El ahorro de costes derivados de la forma de facturar tradicional y una mayor flexibilidad para cliente y emisor de la factura son las bazas que presentan las instituciones para fomentar su uso.
La semana pasada tuve el placer de asistir a un acto organizado por la AENTEG (Associació d'Empreses de Noves Tecnologies de Girona) en la Cámara de Comercio de Gerona en el que se explicó y se debatió el presente y el futuro de la facturación telemática. Estuvieron presentes como ponentes los señores Jesús González Fuentes (Jefe de la Unidad Central de Auditoría informática (UCAI) de la Agencia Tributaria), Florencio Díaz (director general de ANFAC, Asociación Nacional de Fabricantes) y Jaume Gelada (director general de Advantur Technologies).
El marco legal
La normativa española sobre facturación electrónica, recogida en la Orden HAC/3134/2003 y en la Resolución 2/2003 de la Agencia Estatal de la Administración Tributaria, es el reflejo de la directiva europea sobre el tema, aunque en España este sector empezó a moverse ya en fecha tan temprana como el año 1991.

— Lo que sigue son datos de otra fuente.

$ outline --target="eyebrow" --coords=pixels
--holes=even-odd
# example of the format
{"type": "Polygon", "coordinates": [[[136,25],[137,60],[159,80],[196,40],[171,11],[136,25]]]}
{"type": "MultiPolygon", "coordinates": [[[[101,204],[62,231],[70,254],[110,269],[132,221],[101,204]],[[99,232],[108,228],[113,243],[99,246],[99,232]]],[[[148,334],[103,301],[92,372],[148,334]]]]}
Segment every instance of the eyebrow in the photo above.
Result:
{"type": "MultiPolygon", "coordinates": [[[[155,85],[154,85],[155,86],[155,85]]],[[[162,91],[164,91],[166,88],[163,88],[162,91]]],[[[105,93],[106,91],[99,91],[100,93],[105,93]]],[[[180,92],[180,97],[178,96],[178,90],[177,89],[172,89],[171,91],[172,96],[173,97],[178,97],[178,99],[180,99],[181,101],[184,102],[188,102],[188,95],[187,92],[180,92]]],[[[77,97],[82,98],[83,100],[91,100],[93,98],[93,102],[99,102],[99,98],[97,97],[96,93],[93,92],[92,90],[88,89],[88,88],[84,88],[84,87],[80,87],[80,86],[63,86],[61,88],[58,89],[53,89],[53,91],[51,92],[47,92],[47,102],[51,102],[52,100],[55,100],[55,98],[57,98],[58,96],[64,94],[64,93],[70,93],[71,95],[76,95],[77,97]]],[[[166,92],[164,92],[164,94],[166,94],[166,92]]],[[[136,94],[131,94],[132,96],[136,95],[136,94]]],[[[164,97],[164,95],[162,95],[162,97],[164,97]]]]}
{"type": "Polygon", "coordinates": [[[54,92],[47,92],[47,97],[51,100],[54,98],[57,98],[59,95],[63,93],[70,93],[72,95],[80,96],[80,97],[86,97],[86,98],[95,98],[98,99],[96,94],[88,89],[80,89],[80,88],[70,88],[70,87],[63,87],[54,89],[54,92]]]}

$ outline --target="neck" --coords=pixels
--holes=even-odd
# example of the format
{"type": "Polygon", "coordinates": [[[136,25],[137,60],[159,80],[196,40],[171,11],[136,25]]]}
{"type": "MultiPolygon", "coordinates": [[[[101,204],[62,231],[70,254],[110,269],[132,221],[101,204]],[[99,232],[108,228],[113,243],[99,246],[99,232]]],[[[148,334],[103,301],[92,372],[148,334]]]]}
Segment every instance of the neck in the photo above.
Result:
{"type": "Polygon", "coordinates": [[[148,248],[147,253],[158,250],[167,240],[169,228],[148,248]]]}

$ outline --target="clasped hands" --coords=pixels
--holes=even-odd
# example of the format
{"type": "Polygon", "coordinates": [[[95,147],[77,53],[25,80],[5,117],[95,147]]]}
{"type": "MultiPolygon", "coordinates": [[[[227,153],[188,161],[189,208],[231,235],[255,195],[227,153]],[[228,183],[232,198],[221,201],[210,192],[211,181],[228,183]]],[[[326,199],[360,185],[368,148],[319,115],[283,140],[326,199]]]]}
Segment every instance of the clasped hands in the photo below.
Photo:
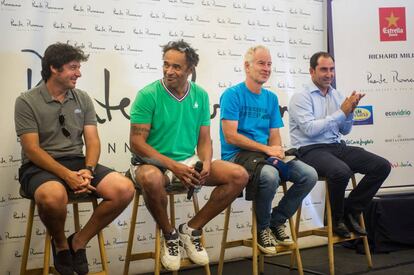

Legalmente, una factura electrónica no difiere en absoluto, en contenidos, de una factura "tradicional", siendo exigibles los mismos datos que podamos encontrar en una factura en papel. Solamente se añade un nuevo requisito: una firma electrónica avanzada creada mediante la utilización de un certificado electrónico admitido por la Agencia Tributaria, cuya misión es la de permitir la verificación de la identidad del emisor y la no manipulación de la factura desde su creación: la norma exige que quede garantizada la autenticidad de origen de la factura y la integridad de su contenido.
Sobre los algoritmos y aplicaciones de firmado, el gobierno español exige que éstos sean estándares y públicos; no es admisible aplicar firmas basadas en algoritmos secretos, e incluso proporciona a través de la página web de la Agencia Tributaria una serie de módulos para distintos lenguajes de programación con el objetivo de que los programadores puedan incluir en sus aplicaciones de facturación electrónica la funcionalidad necesaria de firma y de verificación de firma. Para poder firmar las facturas se necesita un certificado, y el único válido actualmente es el de la Fábrica Nacional de Moneda y Timbre, pero se está tramitando la autorización de 4 o 5 de compañías privadas.
En cualquier caso, y al ser algo muy nuevo, está previsto que el cliente deba dar su aprobación explícita para recibir facturas telemáticas, que es como decir que si éste no quiere, el emisor deberá continuar facturando de la manera tradicional. No obstante, el sr. González Fuentes puntualizó que las principales grandes compañías, cuando actúan como clientes, no solamente están permitiendo la recepción de facturas telemáticas, si no que lo están exigiendo debido al gran ahorro económico que estas suponen.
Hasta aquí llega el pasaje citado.